Ray often told friends in later years that he was the “last of the Hapsburg Bourbons”. In testimony at his trial for conspiracy to commit murder and in his memoirs, he related that his mother traveled to America so he could be “born free” and that she died shortly after Ray was born. He told some of his close friends that he was actually the illegitimate child of a Texas Congressman. But, like many of the facts in Ray’s life, all of this may seems to have been an invention of his overactive imagination.
Elin Woodger, who authored a book about Robert Wright and George (Chet) Forrest, the creators of the musicals “Grand Hotel” and “Kismet” and long-time friends of Ray, noted that even Ray’s closest friends were never sure about Ray’s past. “Where Ray was concerned,” Wright told Woodger, “we simply never knew what was real and what wasn’t.”
My research on Ray backs up many facets of his story through newspaper articles, official records, and other historical materials.
In the 1937 application for his social security card, Ray listed his real name as “Hal Wadell” and he stated that he was born on August 11, 1902 to Frank T. Wadell and “Elizabeth—last name unknown”. Even in official documents, the truth is embellished: Ray admitted to FBI agents in 1960 that he was actually born in 1892. Shaving ten years off his age is just one of the many small ways that Ray would rewrite his own history.

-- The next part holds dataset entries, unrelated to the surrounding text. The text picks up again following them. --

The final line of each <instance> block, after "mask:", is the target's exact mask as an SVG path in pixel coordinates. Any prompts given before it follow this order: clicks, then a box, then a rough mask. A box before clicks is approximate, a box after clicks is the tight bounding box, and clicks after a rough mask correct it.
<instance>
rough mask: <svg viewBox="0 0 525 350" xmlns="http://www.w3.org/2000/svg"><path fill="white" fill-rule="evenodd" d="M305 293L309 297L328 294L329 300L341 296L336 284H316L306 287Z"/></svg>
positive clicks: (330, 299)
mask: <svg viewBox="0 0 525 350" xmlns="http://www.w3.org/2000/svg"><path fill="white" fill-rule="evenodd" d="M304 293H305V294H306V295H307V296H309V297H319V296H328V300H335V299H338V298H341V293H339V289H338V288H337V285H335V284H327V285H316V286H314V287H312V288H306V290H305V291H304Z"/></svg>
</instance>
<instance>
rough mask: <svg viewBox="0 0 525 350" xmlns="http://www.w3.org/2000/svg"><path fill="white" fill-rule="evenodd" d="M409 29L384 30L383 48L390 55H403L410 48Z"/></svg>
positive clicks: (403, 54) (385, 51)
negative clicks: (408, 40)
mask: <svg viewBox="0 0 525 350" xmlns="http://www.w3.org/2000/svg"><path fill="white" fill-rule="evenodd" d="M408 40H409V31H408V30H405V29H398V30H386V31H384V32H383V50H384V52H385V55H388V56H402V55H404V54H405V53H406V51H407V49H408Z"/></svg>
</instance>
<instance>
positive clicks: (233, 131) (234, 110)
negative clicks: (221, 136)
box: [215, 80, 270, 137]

In his incomplete autobiography, Ray says he grew up on a ranch in Sierra Blanca in west Texas, learning skills in horsemanship that would serve him well when he later appeared in silent films. He said that he was sent by his family to attend school in London where he became fascinated in the theater and began work in shows in the 1910’s. Ray even claimed to have learned the fine art of pantomime from Charlie Chaplin.
Ray told friends that he returned to America a few years later and used his skills with makeup and disguise running guns (in drag) as the mysterious “La Señora Diablo” for Mexican revolutionary Pancho Villa, who Ray claimed was a family friend. No definite proof of Ray’s story has been discovered, but his detailed knowledge about Villa (including his use of airplanes) sparked the attention of some Villa researchers. Carlton Stowers, then a reporter for the “Dallas Evening News”, interviewed Ray about his experiences. The interview originally appeared in a small monthly, the Grain Producers News, published by a close friend of Stowers.
Research on Ray’s early life indicates that he was probably born in Texarkana in east Texas. His stories of life on the ranch may have been developed from experiences there or he may have spent time in west Texas with cousins. We don’t know if Ray was illegitimate or the circumstances around his birth, but have confirmed that Ray’s father (or step-father) died when he was very young and his mother remarried three months later. Ray’s family owned property in Texarkana, but lived in Shreveport, Louisiana and other areas near there during this period. Ray’s mother (or step-mother) died in a trolly car accident in Los Angeles in 1929.
From FBI records and other more reliable sources, we know that Ray was may have been married around the mid-1910’s and that he may have fathered a son around 1918, but we have been unable to pin down more concrete details.